Bill Pugh wrote:
>>> If there are no catatonia actions (which would model T3), then with
>>> external actions as part of the semantics, you are guaranteed to see
>>> "T1 done" if you see "T2 done". With them, you are not. We want "not".
>> Okay, that's what I thought at first, but doesn't this directly
>> contradict what Bill said:
>> >> Are you saying in the presence of T3 you still want to guarantee the
>> >> print occurs? That is definitely a statement about scheduling.
>> > No, with T3 present, we don't guarantee that anything terminates.

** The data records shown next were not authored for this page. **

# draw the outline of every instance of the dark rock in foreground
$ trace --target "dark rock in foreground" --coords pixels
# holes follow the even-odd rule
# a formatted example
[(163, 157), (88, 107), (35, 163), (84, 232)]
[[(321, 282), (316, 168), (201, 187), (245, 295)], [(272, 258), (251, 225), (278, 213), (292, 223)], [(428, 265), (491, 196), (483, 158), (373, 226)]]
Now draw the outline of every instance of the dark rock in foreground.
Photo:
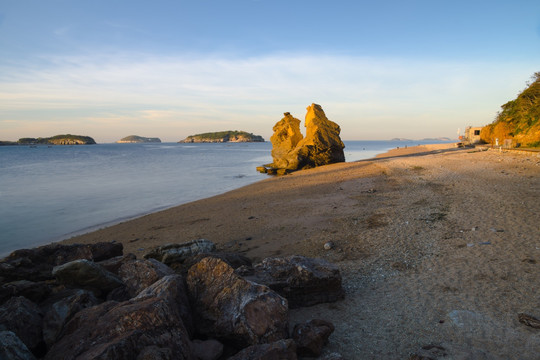
[(26, 345), (11, 331), (0, 331), (0, 359), (35, 360)]
[[(331, 293), (338, 278), (341, 289), (326, 262), (273, 258), (253, 268), (242, 255), (216, 253), (208, 240), (153, 254), (176, 272), (152, 257), (124, 256), (115, 243), (48, 245), (0, 260), (2, 281), (9, 280), (0, 287), (0, 358), (296, 359), (297, 350), (317, 353), (331, 333), (322, 320), (297, 326), (297, 349), (288, 339), (287, 300), (240, 275), (299, 301), (302, 291)], [(187, 281), (178, 274), (186, 272)]]
[(189, 270), (187, 284), (201, 334), (239, 348), (287, 338), (287, 300), (244, 280), (225, 262), (202, 259)]
[(106, 260), (122, 255), (122, 251), (123, 245), (115, 242), (90, 245), (52, 244), (16, 250), (0, 260), (0, 280), (3, 282), (51, 280), (52, 269), (55, 266), (79, 259)]
[(292, 338), (298, 347), (298, 355), (317, 357), (334, 332), (334, 325), (325, 320), (313, 319), (305, 324), (296, 324)]
[(276, 291), (288, 300), (291, 309), (344, 297), (339, 269), (323, 259), (299, 255), (266, 258), (253, 269), (246, 278)]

> No. We both said that for that program above, nothing is guaranteed
> to terminate, and no print statement is guaranteed to be
Whoops... sorry. I don't know what I was smoking when I read
I don't understand how the example Jeremy presented addresses
the issue I raised. Why not just model the internal actions as
actions in the execution? This modeling is much more natural
from a formal modeling point of view. All formal systems for
concurrent programs that I'm aware of have such actions in some
guise or another ("tau actions" in process algebras, "internal
actions" in I/O automata, "stuttering steps" in Lamport's TLA),
though the details may differ. I included such actions in the
formal proposal for the JMM I sent you a while ago (the one on
which you based much of the new formulation). With the internal
actions, T1 and T2 are not required to terminate, as desired
because there is an infinite execution in which T2 is done but
T1 is never done (only T3 takes steps after T2 is done).
Am I still missing/misreading something here?